The metaphysical journey is never simple or straightforward.

Life leads us into seemingly blind cul-de-sacs, endless featureless vistas, unrecognizable terrain. We often feel that we are eternally lost, even hopelessly so. Why are we here? Is this the result of blind, mindless wanderings? Could there be a purpose to these diversions, these dead-ends? Can we actually learn by being lost? Can we transform fear into an adventure in learning? Can these side excursions actually be opportunities for exploration and growth?

Perhaps we need to be aware of these possibilities. I return to the notion that self-awareness precedes self-repair. We need to appreciate the possibilities of choosing how we feel about our lives, our situations.

We can choose to view life’s difficulties, vicissitudes as challenges for which our souls may have contracted prior to this incarnation. (Of course this raises the question of reincarnation, to be explored in a future blog).

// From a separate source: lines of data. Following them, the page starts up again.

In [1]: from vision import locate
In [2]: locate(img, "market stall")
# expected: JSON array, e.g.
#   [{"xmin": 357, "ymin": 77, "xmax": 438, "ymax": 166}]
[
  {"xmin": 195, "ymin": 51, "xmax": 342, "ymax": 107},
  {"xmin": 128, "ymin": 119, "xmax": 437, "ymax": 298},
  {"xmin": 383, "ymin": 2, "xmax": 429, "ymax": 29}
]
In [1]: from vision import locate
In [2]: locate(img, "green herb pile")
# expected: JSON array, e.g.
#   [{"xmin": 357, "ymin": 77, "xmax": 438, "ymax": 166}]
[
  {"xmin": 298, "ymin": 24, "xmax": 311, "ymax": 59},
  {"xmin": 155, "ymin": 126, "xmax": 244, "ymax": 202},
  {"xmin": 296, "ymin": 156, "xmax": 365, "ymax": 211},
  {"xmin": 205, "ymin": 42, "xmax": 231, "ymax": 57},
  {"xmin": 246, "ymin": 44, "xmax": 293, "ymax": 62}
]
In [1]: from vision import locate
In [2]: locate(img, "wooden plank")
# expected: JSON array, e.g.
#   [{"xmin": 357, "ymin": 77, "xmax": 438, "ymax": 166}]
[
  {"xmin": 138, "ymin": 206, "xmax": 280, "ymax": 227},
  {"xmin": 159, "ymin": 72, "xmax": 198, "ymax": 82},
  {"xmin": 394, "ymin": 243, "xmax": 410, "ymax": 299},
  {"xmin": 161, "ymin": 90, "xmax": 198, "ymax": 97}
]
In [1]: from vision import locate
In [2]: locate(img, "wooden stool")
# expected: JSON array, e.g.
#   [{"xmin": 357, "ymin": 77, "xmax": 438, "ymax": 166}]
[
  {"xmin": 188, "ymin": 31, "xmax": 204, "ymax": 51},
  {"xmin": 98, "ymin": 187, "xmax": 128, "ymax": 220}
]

But IF we can choose to recognize the probability or at least possibility that there is a higher purpose to our lives, we can proceed with an entirely different attitude about the events in which we are players.

We may even be able to view life as necessarily requiring our rising to and overcoming various assaults to our sense of fairness or peace. If we have incarnated in this ‘vale of tears’ than perhaps our souls accepted these challenges, however irrational they now appear to us, as advanced courses in overcoming adversity for the eventual purpose of spiritual advancement.

Such an approach to life is actually a choice. I would have never believed that statement in the past.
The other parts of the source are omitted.